Polygons are very efficient in RenderMan, particularly when using polyhedron representations where vertices are shared by multiple polygons. By the use of compression techniques, the renderer can render billions upon billions of polygons in a reasonable amount of memory. Because of this efficiency, polygons are an excellent choice for very detailed surfaces, particularly hard geometry with sharp angles such as buildings.

**Smooth Surfaces**

However, when rendering smooth, organic surfaces such as human characters, one may require a large number of polygons in order to create a smooth surface; otherwise, undesirable artifacts such as faceting may be visible. This problem may be improved by using smoothed normals, which reduce the appearance of facets. Unfortunately, smoothed normals will not help silhouette edges; if the profile of the geometry has an angular appearance, only the addition of more polygons will smooth out the edge. In such cases, the use of subdivision surfaces may be preferable because they always have a smooth appearance; however, subdivision surfaces come at an additional cost in memory and time. Polygonal meshes that obey a few constraints can be easily converted into subdivision surfaces.

**Texturing**

Polygonal meshes, by their nature, do not have a well defined default parameterization; without additional UV or texture coordinates, texturing a raw polygon mesh can be difficult.

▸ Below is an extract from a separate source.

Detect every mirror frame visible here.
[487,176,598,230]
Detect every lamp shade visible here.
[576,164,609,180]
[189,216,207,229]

Workflows to create UV coordinates for polygonal meshes using UV editors are well established; other workflows for texturing polygons that do not require UV coordinates, including 3D projections, or the use of PTex or UDIM textures, also exist.

**Interpolation of variables**

The interpolation of variables attached to polygonal geometry is inherently ill-defined when dealing with polygons that have more than four sides. RenderMan tries to use interpolation schemes that are "least surprising", but these schemes are still arbitrary and may also vary depending on whether the polygons are non-planar, concave, or have holes. These schemes may not be the same as those used by modeling or texture paint programs, so disagreements between the rendered result and texture preview may result. Generally, if these problematic polygons are large enough that the choice of interpolation leads to visual artifacts, it may be advisable to avoid them and ensure that the polygons sent to RenderMan have no more than four sides. Even on three or four sided surfaces, the interpolation of smoothed normals on a large polygon face is a poor approximation of the actual behavior of normals on a smooth surface. For small polygon faces (coming from very detailed geometry), this problem is usually negligible.

**Displacement**

Special care must be taken when applying displacement to polygonal geometry. Without the use of smoothed normals, displacement in the direction of the surface normal will unavoidably tear the geometry at the faces leading to visible holes and cracks. Even with smoothed normals, care must be taken to ensure that the displacement function is consistent at face boundaries, specially when using large texture filter sizes. Specialized programs like ZBrush or Mudbox that generate texture maps for displacement on polygons take this into account.